There are some limitations in our study: the personal consumption expenditure (PCE) data retrieved from BEA is on a quarterly basis, so we only have less than 30 observations after the covid outbreak. Thus, the dataset is not sufficient to model the consumption expenditure in the pandemic period. To address this problem, we built a regression model of consumption expenditure based on personal savings data from 1967 and test the significance of the changes between the predicted value in 2020 and the actual value. What’s more, since the data is given quarterly, some abnormal changes might be impossible to observe. As for PCE by state, we could only achieve data until 2020, so the analysis of reconciliation and prediction is limited.
Based on analysis of consumption structure, we observed that the consumer behaviors are gradually returning to the level before the COVID. Even though life is getting back to normal, the new variant Omicron is now coming, and several related cases have been confirmed in the United States. The future is hard to predict, we are still uncertain what is waiting for us in the coming new year. There might be another significant wave of changes economic changes due to the new outbreak. Thus, the changing pattern we analyzed can be used as reference for residents and businesses to get better prepared for future changes.

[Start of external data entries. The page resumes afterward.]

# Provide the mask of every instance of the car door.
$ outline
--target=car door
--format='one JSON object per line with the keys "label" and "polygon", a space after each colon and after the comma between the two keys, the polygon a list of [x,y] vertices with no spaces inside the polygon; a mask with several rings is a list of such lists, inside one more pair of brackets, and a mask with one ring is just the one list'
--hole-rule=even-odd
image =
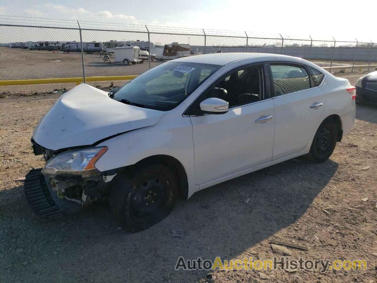
{"label": "car door", "polygon": [[[274,104],[263,65],[249,65],[222,76],[190,106],[196,184],[271,161],[275,131]],[[268,71],[266,66],[265,71]],[[268,79],[268,77],[267,77]],[[267,86],[267,87],[266,87]],[[203,114],[199,105],[214,88],[226,90],[229,110]]]}
{"label": "car door", "polygon": [[271,96],[275,106],[273,160],[299,152],[320,122],[325,96],[303,65],[271,62]]}

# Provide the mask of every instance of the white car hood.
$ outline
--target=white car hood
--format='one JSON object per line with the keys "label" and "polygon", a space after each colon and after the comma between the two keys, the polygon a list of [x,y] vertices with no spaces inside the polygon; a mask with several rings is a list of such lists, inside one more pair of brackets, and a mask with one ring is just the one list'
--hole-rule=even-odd
{"label": "white car hood", "polygon": [[121,103],[82,83],[60,97],[37,125],[33,139],[52,150],[89,145],[153,125],[164,113]]}

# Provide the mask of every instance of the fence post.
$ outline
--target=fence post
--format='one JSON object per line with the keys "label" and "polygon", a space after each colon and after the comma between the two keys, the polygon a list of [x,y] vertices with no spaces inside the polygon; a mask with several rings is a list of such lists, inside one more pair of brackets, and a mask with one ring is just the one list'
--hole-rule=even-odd
{"label": "fence post", "polygon": [[247,52],[247,49],[249,46],[249,37],[247,36],[246,32],[245,32],[245,34],[246,35],[246,52]]}
{"label": "fence post", "polygon": [[149,58],[148,58],[148,61],[149,62],[149,69],[150,69],[150,37],[149,34],[149,30],[148,29],[148,28],[147,27],[147,25],[145,25],[145,28],[147,29],[147,31],[148,32],[148,51],[149,53]]}
{"label": "fence post", "polygon": [[85,67],[84,65],[84,48],[83,47],[83,37],[81,35],[81,28],[80,24],[77,21],[77,25],[78,25],[79,31],[80,31],[80,42],[81,43],[81,61],[83,63],[83,77],[84,78],[84,83],[86,83],[86,80],[85,78]]}
{"label": "fence post", "polygon": [[282,55],[283,54],[283,45],[284,45],[284,38],[283,38],[283,37],[282,36],[282,35],[279,34],[279,35],[280,35],[280,37],[282,38],[282,48],[281,51],[280,51],[280,54]]}
{"label": "fence post", "polygon": [[357,41],[357,40],[356,39],[356,38],[355,38],[355,39],[356,40],[356,48],[354,49],[354,60],[353,62],[352,62],[352,69],[351,70],[351,73],[353,72],[353,66],[355,65],[355,56],[356,55],[356,52],[357,51],[356,49],[357,48],[357,45],[359,45],[359,42]]}
{"label": "fence post", "polygon": [[205,34],[205,32],[204,31],[204,29],[202,29],[203,31],[203,33],[204,34],[204,54],[206,54],[205,53],[205,48],[207,46],[207,35]]}
{"label": "fence post", "polygon": [[310,38],[310,48],[309,49],[309,58],[308,58],[308,60],[310,60],[310,55],[311,55],[311,46],[313,45],[313,39],[310,36],[310,35],[309,35],[309,37]]}
{"label": "fence post", "polygon": [[[371,40],[369,39],[369,40]],[[371,40],[371,42],[372,43],[372,46],[371,47],[371,50],[369,51],[369,63],[368,64],[368,72],[369,72],[369,68],[371,67],[371,61],[372,60],[372,51],[373,50],[373,42]]]}
{"label": "fence post", "polygon": [[331,56],[331,63],[330,63],[330,72],[331,72],[331,68],[333,66],[333,59],[334,58],[334,51],[335,50],[335,45],[336,44],[336,40],[335,40],[335,38],[333,37],[333,38],[334,39],[334,46],[333,47],[333,54]]}

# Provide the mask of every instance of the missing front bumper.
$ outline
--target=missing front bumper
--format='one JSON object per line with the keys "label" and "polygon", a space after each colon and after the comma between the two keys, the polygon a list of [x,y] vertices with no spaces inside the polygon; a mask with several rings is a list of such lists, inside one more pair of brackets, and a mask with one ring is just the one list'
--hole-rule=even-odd
{"label": "missing front bumper", "polygon": [[58,198],[46,183],[41,171],[41,168],[31,170],[25,176],[24,185],[26,200],[35,214],[43,217],[58,218],[81,209],[77,204]]}

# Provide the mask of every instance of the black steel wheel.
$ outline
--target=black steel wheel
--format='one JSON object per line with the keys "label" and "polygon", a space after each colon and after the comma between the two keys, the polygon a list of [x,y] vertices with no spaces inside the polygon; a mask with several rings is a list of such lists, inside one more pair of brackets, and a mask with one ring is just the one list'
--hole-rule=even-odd
{"label": "black steel wheel", "polygon": [[163,164],[138,167],[115,176],[110,209],[127,231],[137,232],[161,221],[170,213],[178,186],[173,170]]}
{"label": "black steel wheel", "polygon": [[307,155],[310,160],[323,162],[333,154],[338,138],[336,124],[332,119],[323,121],[314,136],[310,151]]}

Consumer spending is the key component of quarterly gross domestic product. Spending data for the nation and each state help businesses predict consumer behavior and make decisions about hiring and investing. These statistics also help policymakers and researchers understand the interplay between Americans’ incomes, spending, and saving. The expenditure pattern is presumably affected by domestic income, and other social or environmental factors. Our study explored the influence of the pandemic on expenditure to understand how public health factor affects spending behaviors.
Overall, the findings for the changes in consumption expenditure during the pandemic is consistent with what we had originally hypothesized. We expected there was changes in the value as well as the structure of the consumption of goods and services due to covid pandemic. More specifically, we found that consumption expenditures of services experienced a steeper change than expenditures of goods due to the shutdown of businesses, the quarantine, and the lock down policies etc.The regression model we built for consumption prediction demonstrated the significant difference of PEC for year 2019 and 2020 and confirmed the hypothesis that covid pandemic had affected people’s spending pattern.